How To Adopt a Child Abuse Victim

Adopting an abused child is a worthy goal.  However, just because a child is mistreated does not mean he/she will be available for adoption.  The rights of the biological parents are held in high regard by the state.  Before adoption can be considered, the parents must either willingly abdicate their rights or the court terminate them on legal grounds.

In every state, there is a Child Protection Service (CPS) which is held legally responsible for investigating suspected child abuse.  Anyone can make a report, even the children themselves.  The reporter doesn’t have to have proof, only a reasonable suspicion.  The reporting number is readily available, or one can call local law enforcement.  If the report rises to the level of investigation as per that state’s laws, a Social Worker and/or law enforcement agent will investigate.  If the children are in imminent danger, they may be removed to a safe place until the charges are investigated and the home is determined safe for them to return to.  If they are not in danger, the children may remain in the home with further investigation pending.

The state’s goal is to keep the family together.  If the home is unsafe, the Social Worker will work with the family to alleviate the problems so the child can live there safely.  If the parents refuse to cooperate or to correct the problem, the state may take the situation before the court.  Parental rights cannot be terminated, unless an impartial judge determines the children are in danger, the situation is uncorrectable, and such a move is necessary for the children’s safety.  There must be legal cause.  Sometimes the parents themselves wish to give up their parental rights and the judge also evaluates this and makes a determination.  In either case, once done, the adults are no longer the parents of the children in the eyes of the court.

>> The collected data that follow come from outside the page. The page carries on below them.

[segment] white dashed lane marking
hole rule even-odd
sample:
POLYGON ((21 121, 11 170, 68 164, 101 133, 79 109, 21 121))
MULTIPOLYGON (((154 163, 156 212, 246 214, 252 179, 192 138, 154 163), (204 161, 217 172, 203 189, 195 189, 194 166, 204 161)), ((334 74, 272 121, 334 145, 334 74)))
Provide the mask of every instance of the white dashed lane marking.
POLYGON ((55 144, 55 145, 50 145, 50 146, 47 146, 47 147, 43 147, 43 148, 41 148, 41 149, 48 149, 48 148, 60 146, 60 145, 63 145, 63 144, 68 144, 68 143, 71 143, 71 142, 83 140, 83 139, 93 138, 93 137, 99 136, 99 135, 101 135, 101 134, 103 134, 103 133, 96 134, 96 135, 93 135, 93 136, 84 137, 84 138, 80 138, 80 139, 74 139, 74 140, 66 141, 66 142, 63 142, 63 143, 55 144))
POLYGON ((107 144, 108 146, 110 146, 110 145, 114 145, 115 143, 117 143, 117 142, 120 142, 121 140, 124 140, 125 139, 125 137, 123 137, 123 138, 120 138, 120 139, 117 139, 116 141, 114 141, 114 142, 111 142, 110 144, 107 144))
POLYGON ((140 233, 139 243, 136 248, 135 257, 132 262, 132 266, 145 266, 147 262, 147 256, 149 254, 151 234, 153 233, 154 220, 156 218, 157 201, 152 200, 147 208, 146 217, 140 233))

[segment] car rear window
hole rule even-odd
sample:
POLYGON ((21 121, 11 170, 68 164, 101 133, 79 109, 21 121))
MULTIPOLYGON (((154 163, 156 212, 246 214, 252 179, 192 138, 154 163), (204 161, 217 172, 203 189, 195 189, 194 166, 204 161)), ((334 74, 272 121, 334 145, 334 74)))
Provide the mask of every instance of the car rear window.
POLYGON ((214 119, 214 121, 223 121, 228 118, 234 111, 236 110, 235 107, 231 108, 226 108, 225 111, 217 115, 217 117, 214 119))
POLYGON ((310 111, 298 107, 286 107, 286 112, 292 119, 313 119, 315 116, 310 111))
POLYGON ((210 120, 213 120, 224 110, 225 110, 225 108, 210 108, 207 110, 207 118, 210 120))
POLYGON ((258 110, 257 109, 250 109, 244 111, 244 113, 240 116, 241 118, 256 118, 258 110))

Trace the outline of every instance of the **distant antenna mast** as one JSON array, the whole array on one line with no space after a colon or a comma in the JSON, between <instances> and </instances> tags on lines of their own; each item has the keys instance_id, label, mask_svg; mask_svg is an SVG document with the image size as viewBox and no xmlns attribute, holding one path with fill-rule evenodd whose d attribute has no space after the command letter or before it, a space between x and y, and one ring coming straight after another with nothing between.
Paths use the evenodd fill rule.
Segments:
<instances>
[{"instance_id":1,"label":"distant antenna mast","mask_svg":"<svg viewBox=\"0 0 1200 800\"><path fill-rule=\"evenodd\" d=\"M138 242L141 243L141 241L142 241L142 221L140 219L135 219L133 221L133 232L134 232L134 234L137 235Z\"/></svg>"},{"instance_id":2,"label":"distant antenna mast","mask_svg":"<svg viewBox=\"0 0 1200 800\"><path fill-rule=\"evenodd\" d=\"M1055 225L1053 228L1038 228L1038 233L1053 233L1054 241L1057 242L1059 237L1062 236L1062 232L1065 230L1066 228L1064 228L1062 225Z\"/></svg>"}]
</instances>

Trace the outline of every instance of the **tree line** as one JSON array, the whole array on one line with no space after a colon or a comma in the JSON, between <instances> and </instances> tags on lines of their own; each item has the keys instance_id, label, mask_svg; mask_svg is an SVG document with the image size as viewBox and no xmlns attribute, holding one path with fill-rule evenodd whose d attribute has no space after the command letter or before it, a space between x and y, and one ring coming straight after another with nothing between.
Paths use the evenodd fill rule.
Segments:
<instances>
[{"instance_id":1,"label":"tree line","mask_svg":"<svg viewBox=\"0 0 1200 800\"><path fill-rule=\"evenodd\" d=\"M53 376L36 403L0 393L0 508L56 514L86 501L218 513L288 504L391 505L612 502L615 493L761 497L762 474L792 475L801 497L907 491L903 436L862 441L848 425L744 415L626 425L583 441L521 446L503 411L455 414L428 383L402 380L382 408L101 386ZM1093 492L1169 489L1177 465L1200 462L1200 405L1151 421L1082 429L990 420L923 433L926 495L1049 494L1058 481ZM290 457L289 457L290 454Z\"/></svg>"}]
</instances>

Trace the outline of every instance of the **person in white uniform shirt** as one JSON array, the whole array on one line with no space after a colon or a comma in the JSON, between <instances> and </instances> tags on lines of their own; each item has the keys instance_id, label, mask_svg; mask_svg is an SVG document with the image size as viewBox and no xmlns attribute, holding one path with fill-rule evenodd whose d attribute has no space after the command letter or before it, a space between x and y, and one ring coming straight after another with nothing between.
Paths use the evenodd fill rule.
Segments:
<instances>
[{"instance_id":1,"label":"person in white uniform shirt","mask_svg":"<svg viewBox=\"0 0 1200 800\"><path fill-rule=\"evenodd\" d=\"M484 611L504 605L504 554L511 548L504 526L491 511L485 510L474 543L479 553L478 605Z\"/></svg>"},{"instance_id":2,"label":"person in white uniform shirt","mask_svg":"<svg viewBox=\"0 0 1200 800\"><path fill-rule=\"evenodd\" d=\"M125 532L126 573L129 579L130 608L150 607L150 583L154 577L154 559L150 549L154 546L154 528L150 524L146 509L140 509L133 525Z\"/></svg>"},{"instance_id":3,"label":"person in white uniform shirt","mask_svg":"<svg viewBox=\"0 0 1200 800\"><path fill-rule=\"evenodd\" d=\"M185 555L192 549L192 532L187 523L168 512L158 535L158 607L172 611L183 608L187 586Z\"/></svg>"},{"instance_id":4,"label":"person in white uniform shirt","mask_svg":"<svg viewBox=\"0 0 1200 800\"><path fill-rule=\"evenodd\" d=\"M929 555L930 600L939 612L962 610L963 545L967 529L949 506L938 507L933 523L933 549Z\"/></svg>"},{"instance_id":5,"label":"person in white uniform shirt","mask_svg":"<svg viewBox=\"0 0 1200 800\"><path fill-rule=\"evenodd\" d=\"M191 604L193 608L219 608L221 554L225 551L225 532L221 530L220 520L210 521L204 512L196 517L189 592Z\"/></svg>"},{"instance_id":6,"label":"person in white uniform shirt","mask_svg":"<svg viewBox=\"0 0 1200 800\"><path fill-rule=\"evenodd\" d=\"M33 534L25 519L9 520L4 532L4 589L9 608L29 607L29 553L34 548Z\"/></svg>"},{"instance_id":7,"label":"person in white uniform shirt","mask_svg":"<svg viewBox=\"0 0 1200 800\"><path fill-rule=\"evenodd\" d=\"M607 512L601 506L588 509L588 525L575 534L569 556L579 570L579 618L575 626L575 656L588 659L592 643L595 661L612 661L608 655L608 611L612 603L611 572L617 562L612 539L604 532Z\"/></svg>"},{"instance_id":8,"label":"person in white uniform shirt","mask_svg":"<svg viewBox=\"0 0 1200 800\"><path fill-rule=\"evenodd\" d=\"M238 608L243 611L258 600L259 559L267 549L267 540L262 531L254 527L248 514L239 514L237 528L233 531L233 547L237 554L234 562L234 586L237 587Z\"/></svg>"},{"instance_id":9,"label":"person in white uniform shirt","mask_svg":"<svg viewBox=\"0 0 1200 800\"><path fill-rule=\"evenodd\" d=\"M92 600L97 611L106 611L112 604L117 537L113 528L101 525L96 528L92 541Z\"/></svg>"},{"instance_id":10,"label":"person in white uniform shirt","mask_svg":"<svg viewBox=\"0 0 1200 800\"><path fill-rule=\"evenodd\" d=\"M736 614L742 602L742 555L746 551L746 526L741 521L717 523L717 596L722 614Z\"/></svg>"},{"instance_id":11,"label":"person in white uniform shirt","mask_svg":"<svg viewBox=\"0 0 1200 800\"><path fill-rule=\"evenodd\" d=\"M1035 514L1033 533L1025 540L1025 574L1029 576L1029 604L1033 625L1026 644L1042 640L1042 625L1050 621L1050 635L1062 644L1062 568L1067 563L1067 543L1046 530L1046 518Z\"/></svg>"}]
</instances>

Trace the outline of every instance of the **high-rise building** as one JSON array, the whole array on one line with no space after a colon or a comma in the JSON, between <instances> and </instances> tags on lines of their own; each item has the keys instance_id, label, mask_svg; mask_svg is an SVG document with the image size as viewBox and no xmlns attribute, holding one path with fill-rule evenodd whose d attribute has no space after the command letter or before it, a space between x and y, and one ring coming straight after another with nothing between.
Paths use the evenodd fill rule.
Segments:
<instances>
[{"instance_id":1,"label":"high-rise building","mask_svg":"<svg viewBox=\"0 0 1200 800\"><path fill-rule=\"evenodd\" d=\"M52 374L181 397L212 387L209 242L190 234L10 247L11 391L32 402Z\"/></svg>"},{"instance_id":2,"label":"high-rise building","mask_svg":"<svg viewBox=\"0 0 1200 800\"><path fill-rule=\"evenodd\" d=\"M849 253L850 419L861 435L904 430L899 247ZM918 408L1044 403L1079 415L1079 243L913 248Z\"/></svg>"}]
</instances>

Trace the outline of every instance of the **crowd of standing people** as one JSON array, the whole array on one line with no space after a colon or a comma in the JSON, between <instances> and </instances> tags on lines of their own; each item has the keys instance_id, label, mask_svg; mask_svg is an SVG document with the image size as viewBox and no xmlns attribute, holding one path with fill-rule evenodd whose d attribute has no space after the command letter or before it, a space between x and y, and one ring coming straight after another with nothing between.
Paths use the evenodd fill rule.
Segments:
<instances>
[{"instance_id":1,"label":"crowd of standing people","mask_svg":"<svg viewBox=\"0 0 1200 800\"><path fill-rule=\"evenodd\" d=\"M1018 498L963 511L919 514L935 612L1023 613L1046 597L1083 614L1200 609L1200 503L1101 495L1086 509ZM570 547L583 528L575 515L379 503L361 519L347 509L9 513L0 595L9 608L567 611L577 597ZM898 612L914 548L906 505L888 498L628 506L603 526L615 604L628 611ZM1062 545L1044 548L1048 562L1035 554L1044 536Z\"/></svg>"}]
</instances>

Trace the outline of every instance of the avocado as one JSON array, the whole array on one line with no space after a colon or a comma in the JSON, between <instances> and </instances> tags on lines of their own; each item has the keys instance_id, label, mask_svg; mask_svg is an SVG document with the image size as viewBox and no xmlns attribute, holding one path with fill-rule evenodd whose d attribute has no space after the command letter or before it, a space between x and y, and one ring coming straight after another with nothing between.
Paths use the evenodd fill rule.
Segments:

It is only after this point that an abused child is available for adoption.  Sometimes this process takes months or even years.  People often choose to be a foster parent as a preliminary step.  After training, they can work with the Social Services Department to foster children with the understanding that later they may wish to adopt.  Often the Department will place children with this in mind, as they hope to obtain stability for abused children as soon as possible.

If you are interested in adopting a special needs child, you should contact your local CPS office and they will direct you in their process.  Most state agencies offer information meetings or a Social Worker will be happy to work with you.  Almost all states have a waiting list of children needing homes and if you wish to parent such a child you will be very welcome.